Le profil des cibles ? L'automobiliste pressé qui ne regarde pas le ticket, ne reste pas à côté de la pompe, et part avant d'avoir vérifié le débit. Autrement dit, à peu près tout le monde un mardi matin avant le boulot.
Les variantes encore plus vicieuses
La boulette n'est qu'une déclinaison parmi d'autres. Les gendarmes et associations de consommateurs signalent plusieurs montages combinés :
- La fausse panne d'essence : un inconnu vous aborde et vous demande de mettre quelques euros de carburant à sa place, contre un remboursement en liquide. Pendant ce temps, sa boulette est déjà en place sur la pompe qu'il vous indique. Double piège.
- Le faux billet : même scénario, sauf que le « remboursement » se fait avec un billet contrefait. Vous perdez sur les deux tableaux.
- Le skimming magnétique : un dispositif glissé dans le lecteur de carte de la pompe pour copier vos données bancaires. Plus difficile à repérer, et déjà constaté en France et en Belgique.
- Le cash trapping au distributeur de la station : un système bloque les billets dans la fente de sortie. Vous partez, l'escroc récupère.
Quand quelqu'un vous demande de l'aide à la pompe, la règle est simple : proposez-lui d'appeler une dépanneuse. Pas votre carte bleue.
Les 4 réflexes pour ne pas se faire avoir
La parade ne demande aucun matériel, juste un peu d'attention. Les gendarmes formulent quatre recommandations claires :
- Inspectez le logement du pistolet avant de l'utiliser. Un coup d'œil de deux secondes au fond du réceptacle suffit à repérer une boulette ou un objet étranger.
- Restez à côté de votre véhicule pendant toute la transaction. Ne partez pas chercher un café, ne montez pas en voiture trop vite.
- Vérifiez le « clic » de raccrochage. Le pistolet doit s'enclencher complètement, jusqu'au verrouillage audible. S'il vous semble mou ou décalé, recommencez.
- Attendez l'affichage du montant définitif sur la borne, et récupérez systématiquement le ticket. C'est la seule preuve que la session est bien fermée.
Bonus : payer en boutique plutôt qu'à la pompe automatique élimine totalement le risque. La caisse clôture la transaction sur le montant réel délivré, pas sur une pré-autorisation de 150 €.

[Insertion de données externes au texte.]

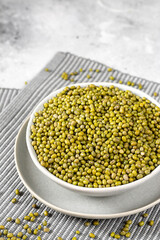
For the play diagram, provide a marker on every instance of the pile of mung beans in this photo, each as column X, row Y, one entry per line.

Vous êtes victime : la marche à suivre
Vous constatez un débit anormal après un plein ? Ne perdez pas une minute. Le Code monétaire et financier oblige votre banque à rembourser les opérations non autorisées signalées dans un délai de 13 mois. Encore faut-il déclencher la procédure dans les règles.
| Étape | Action | Délai |
|---|---|---|
| 1 | Faire opposition à la carte bancaire | Immédiat |
| 2 | Signaler la fraude sur Perceval (service en ligne de la gendarmerie) | Dans les 24 h |
| 3 | Déposer plainte en gendarmerie ou au commissariat | Dans les 48 h |
| 4 | Confirmer l'opposition par écrit à votre banque | Dans les 13 mois |
Conservez le ticket de pompe, la capture d'écran du débit contesté, et la copie de la plainte. Plus le dossier est complet, plus la banque rembourse vite. Et n'oubliez pas de prévenir le personnel de la station : votre signalement peut éviter la prochaine victime.
Au final, la meilleure défense reste de surveiller où on met son carburant et combien on le paie. Pour comparer les stations autour de vous et éviter les pompes louches des aires isolées, utilisez notre comparateur et privilégiez les enseignes fréquentées, où la rotation rapide limite les tentatives de fraude. Quelques secondes de vigilance valent bien 150 € sur votre relevé.